If you are translating text or speech, it seems obvious that you should read a whole sentence before figuring out what it means. But this hasn’t been so easy for computers—in part because the work sucks up so many resources. So Google Translate has had to get by with looking at pieces of sentences, words, and phrases, and translating them individually. On Tuesday, Google announced a new system called Google Neural Machine Translation (GNMT) that works on whole sentences and improves accuracy about 60% on average over the old phrase-based machine translation (PBMT), including on notoriously difficult Chinese-to-English translations. This is the first translation to roll out to the Google Translate mobile and web apps, available now.
The science behind Google’s news gets pretty complicated pretty quickly in the search giant’s full research paper.

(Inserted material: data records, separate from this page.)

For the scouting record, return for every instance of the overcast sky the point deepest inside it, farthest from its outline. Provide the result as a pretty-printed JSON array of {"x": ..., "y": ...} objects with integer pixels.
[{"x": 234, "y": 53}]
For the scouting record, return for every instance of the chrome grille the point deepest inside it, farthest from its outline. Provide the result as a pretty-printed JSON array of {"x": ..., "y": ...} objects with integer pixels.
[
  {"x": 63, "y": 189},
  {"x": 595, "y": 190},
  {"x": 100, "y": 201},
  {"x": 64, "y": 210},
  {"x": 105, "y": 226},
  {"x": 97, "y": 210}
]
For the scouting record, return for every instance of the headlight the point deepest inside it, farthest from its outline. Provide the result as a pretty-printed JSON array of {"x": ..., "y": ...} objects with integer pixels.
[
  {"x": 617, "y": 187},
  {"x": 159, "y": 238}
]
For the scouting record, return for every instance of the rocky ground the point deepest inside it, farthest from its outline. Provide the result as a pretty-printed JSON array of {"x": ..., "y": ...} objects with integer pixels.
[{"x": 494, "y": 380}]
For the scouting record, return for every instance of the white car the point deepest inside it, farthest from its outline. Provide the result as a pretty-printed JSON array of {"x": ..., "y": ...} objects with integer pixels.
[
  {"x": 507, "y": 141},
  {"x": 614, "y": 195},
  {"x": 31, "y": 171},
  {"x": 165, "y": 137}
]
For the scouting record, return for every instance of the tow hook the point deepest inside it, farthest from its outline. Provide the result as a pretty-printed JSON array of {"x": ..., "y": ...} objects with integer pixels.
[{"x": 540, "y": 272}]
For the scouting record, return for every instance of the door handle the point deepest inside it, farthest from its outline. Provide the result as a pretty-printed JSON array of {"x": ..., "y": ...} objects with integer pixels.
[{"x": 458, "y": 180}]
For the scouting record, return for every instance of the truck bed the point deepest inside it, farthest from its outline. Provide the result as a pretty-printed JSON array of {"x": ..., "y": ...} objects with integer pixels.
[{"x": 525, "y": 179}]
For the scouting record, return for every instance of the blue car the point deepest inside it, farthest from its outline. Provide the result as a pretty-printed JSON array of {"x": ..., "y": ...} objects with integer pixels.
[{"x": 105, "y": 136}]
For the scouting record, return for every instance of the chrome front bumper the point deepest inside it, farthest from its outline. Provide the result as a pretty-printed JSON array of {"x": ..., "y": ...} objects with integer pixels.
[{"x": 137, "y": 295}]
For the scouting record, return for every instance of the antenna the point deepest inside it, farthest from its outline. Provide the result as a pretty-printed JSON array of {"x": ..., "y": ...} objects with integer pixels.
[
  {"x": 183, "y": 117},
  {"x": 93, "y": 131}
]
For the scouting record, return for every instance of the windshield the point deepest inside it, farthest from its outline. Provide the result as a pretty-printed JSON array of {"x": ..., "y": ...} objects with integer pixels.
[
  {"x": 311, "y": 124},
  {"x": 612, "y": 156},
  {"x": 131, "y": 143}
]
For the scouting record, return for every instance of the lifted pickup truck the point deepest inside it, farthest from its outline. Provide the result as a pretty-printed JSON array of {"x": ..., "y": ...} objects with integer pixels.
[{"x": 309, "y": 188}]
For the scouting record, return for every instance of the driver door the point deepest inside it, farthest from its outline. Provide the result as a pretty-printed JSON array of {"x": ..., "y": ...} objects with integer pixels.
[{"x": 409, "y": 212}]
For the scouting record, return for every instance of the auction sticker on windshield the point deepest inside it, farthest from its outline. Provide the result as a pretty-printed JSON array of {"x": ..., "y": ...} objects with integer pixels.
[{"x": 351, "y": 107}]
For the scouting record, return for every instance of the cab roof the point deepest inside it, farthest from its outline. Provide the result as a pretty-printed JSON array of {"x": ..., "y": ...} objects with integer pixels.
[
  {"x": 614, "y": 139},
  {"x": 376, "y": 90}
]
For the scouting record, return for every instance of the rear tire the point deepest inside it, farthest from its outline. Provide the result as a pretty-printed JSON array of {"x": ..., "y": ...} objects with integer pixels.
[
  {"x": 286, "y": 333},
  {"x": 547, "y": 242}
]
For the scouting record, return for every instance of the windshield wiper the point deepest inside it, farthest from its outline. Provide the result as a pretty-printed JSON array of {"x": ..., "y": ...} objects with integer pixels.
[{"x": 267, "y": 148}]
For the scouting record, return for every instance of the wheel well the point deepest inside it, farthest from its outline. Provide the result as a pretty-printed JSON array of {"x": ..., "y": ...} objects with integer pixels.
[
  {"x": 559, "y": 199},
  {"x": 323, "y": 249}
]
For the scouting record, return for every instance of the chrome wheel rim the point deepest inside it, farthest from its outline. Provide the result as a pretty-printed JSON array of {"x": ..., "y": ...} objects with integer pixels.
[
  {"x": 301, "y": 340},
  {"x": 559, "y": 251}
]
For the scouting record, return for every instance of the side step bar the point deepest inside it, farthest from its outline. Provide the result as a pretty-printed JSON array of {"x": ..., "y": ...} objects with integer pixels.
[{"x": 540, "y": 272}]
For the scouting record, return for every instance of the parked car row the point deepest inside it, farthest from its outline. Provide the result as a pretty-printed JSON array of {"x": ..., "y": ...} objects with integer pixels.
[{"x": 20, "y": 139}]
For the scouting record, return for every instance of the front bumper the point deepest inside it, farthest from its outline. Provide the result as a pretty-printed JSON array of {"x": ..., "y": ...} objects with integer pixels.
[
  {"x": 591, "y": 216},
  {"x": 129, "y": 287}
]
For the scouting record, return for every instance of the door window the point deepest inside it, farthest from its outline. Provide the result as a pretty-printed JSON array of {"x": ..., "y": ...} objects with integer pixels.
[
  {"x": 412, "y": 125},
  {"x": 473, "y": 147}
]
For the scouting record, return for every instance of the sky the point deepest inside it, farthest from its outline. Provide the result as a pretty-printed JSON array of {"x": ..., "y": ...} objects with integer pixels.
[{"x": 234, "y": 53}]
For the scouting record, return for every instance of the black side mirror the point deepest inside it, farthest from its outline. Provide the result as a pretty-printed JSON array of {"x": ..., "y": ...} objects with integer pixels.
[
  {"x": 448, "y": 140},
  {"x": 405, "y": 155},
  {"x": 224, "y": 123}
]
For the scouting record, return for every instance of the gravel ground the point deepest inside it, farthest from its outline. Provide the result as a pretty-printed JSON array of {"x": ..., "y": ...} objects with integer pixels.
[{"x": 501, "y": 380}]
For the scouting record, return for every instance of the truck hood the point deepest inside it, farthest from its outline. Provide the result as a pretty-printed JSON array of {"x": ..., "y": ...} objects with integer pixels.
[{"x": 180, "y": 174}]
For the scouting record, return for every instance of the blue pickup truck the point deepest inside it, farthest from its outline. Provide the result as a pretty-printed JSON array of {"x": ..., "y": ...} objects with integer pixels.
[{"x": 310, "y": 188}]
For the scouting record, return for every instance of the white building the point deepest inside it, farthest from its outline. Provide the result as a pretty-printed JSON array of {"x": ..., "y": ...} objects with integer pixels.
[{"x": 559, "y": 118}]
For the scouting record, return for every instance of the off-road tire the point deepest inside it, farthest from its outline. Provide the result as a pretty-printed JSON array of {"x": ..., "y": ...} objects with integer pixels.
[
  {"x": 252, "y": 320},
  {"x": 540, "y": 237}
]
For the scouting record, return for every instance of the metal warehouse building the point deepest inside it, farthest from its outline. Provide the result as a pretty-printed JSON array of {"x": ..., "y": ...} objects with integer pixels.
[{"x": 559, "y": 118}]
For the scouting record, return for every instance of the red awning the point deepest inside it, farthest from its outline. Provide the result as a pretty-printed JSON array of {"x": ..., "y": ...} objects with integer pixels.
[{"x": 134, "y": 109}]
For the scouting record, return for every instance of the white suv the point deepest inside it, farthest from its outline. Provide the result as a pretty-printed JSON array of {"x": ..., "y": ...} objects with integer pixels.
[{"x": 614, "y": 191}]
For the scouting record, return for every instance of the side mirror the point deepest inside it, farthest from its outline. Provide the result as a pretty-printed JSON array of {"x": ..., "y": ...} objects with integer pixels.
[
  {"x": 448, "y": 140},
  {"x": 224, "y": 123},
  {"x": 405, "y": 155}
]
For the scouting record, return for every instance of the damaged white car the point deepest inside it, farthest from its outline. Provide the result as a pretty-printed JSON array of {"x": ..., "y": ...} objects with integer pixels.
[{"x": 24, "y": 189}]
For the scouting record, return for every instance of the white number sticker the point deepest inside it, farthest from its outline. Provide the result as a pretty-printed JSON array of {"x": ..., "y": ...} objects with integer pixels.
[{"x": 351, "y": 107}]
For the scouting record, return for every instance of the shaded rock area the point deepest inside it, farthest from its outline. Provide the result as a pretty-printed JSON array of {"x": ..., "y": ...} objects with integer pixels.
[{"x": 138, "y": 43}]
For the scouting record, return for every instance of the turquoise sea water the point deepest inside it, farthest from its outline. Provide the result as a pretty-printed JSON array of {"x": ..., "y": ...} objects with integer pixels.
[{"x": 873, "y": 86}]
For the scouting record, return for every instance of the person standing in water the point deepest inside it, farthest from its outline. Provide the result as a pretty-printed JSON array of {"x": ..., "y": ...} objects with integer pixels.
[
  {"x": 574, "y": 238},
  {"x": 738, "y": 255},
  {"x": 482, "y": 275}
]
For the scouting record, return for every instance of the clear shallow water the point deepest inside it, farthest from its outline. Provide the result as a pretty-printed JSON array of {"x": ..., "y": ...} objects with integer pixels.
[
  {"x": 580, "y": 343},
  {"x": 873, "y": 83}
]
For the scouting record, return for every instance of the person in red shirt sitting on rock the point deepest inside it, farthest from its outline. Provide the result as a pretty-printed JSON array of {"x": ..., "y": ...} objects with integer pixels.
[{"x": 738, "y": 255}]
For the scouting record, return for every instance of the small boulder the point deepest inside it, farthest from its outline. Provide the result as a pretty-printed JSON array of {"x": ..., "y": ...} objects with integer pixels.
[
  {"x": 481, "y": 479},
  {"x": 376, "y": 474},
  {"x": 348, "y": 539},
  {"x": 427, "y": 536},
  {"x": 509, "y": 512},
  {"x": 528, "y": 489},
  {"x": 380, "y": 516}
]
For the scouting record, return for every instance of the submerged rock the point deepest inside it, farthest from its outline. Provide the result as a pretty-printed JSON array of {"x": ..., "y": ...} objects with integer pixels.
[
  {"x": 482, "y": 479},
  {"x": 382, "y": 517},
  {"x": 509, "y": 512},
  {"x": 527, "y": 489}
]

But the gist is: Google’s new GNMT system speeds things up by getting a tad sloppy with the math and running the work in parallel over the many cores in computer graphics chips (GPUs). Neural networks roughly mimic how the brain works by refining data through successive layers of processing unites (neurons). With the efficiency improvements, GMNT can stack up eight layers to work on decoding each sentence in one language and eight layers to compose a new sentence in the other language. It provides a limited amount of leniency for error in each neural layer in order to support more layers and ultimately get better results.
No matter how well you train artificial intelligence translation on a language, it won’t learn every esoteric word of understand all names. In the past, Google just copied the word over to the translation, in the hope that it would be the same in each language. But now it breaks words it doesn’t know into pieces that it might be able to figure out, which Google says makes it less likely to flub difficult words.
That said, Google admits that it still makes plenty of mistakes, like dropping words from the original language. Also, reading whole sentences is an improvement, but Google still isn’t that good at seeing how sentences relate to each other, so whole translated paragraphs might read pretty clunky.